These questions bubbled vigorously to the surface for me the other day when I stumbled upon a colorful assemblage of birthday cards commemorating Garfield’s 75th birthday. These messages, sent and received in September 2000, richly preserve the memories Garfield’s friends, family, and colleagues had about him. They bump up against and constrain the claims of his own memory, helping historians work toward a fuller picture of what this pivotal period in the development of algorithmic culture felt like to those who were involved.

“So many memories. Where do I begin?” That’s how Beverly Bartolomeo, Garfield’s first full-time employee, opened her three-page letter. Meandering through technologies, labors, people, politics, and celebrations, her memories pull back the curtain on numerous lives at the ISI and their intersections.
Bartolomeo’s message is especially well documented: along with her letter, she included a miniature archive of photos and clippings that help us see life at the ISI through her eyes.

A group card signed by the staff of The Scientist—Garfield’s pet publishing venture—shows that others at the ISI held “Dr. G” and his 75th milestone at greater distance. “H.B.,” says one; “With best wishes,” another; “Hope you have a nice day,” a third is signed. Garfield’s intensive management style, reportedly, was not everyone’s favorite.

Sylvie Garfield called her brother by a different name. “Who would have dreamed that my younger brother ‘Gugie’ would reach 75 before I did?” Apparently, she felt he still had a lot of growing up to do. Detailing their early life in New York and family relationships, her memories extend and enrich those contained in Garfield’s oral histories and editorials.

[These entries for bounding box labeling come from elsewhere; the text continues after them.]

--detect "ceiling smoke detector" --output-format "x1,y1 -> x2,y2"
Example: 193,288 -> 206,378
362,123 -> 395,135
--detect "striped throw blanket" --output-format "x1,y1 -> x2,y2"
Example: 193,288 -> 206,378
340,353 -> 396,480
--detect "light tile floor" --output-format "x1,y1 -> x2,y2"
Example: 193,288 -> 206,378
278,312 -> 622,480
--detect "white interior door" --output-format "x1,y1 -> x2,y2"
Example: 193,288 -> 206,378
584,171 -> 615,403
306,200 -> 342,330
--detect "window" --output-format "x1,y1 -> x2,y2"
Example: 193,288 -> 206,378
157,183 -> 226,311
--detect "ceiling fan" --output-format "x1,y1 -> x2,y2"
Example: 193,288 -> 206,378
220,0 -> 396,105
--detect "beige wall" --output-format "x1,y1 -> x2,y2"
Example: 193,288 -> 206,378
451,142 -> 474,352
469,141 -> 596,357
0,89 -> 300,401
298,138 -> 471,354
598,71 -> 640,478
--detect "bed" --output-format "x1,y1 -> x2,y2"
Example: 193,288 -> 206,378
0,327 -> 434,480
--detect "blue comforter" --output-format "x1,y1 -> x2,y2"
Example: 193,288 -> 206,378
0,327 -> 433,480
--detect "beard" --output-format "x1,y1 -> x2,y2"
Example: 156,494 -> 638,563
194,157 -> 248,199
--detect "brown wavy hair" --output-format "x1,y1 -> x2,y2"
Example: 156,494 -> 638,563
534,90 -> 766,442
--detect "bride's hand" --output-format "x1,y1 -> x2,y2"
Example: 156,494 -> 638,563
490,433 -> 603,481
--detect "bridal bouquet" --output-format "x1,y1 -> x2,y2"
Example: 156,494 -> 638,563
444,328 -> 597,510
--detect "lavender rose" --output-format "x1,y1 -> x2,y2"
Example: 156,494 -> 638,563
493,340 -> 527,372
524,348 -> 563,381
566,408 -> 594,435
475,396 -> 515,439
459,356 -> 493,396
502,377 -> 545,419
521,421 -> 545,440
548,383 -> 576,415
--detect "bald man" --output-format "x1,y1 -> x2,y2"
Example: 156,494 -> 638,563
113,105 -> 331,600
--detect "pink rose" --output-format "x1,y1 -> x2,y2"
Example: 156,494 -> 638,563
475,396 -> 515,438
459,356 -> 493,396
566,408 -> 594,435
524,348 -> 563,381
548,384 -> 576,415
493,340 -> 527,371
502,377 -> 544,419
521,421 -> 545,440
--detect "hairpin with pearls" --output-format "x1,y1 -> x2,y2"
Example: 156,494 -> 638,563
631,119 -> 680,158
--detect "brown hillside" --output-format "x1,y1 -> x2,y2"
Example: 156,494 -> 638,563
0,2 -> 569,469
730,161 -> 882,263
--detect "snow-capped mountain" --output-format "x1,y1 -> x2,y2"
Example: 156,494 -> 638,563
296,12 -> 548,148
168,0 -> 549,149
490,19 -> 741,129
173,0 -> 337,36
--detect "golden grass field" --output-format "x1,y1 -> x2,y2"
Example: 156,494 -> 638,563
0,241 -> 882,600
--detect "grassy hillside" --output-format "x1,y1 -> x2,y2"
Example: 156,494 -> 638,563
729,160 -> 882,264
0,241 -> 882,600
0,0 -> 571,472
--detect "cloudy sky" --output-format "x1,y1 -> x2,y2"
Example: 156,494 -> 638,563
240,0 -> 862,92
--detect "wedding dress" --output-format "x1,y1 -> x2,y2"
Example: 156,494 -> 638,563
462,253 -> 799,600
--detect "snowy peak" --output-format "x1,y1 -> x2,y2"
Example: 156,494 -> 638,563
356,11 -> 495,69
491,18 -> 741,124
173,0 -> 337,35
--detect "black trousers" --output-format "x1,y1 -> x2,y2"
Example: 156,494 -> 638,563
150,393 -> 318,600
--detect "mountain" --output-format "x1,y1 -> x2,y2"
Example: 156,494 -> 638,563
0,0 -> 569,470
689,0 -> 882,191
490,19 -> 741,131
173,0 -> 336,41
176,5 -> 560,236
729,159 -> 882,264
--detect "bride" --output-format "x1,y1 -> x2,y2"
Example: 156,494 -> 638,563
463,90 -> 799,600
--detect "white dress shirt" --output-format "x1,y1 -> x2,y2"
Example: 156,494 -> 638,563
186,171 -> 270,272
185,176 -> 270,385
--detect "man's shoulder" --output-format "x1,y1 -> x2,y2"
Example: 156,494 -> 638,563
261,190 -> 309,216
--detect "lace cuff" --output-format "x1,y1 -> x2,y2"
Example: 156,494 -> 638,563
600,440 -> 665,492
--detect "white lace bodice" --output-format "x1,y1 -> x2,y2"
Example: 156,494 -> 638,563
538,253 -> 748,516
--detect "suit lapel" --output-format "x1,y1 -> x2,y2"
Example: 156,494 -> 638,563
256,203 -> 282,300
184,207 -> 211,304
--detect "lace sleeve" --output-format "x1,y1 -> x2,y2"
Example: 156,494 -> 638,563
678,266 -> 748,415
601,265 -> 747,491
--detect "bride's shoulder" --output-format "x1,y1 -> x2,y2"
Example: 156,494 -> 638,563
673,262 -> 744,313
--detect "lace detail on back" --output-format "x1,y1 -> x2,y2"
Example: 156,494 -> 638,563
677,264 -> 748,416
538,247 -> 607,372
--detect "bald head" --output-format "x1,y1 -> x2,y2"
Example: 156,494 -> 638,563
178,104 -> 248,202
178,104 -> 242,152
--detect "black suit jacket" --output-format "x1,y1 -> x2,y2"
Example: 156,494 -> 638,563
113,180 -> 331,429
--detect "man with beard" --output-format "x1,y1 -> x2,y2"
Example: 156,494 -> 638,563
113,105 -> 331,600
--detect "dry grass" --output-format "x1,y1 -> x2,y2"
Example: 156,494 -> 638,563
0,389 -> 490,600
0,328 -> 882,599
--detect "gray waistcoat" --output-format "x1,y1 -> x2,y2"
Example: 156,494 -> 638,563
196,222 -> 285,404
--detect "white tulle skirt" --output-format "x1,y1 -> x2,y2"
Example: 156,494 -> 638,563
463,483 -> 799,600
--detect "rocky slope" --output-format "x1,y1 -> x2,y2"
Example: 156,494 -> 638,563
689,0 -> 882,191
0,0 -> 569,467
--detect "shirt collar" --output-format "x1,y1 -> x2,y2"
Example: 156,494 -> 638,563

Garfield was diligent about replying to the birthday messages he received. His papers also include numerous letters and emails he composed in response to those who sent their regards. Some use the occasion as a jumping-off point to till further memories of colleagues and friends; others, as an opportunity to get more scientometric work done. We learn that Garfield collected these materials in a box “with a turtle on top.” Birthday cards, unlike lecture slides on information science, were apparently worthy of preservation in his view.
Garfield created the ISI because he thought easier access to citations could help researchers better understand the scientific community and how it had developed over time. His turtle-topped box of birthday cards—surprising in its sentimentality but certainly not accidental—provides a complementary lens.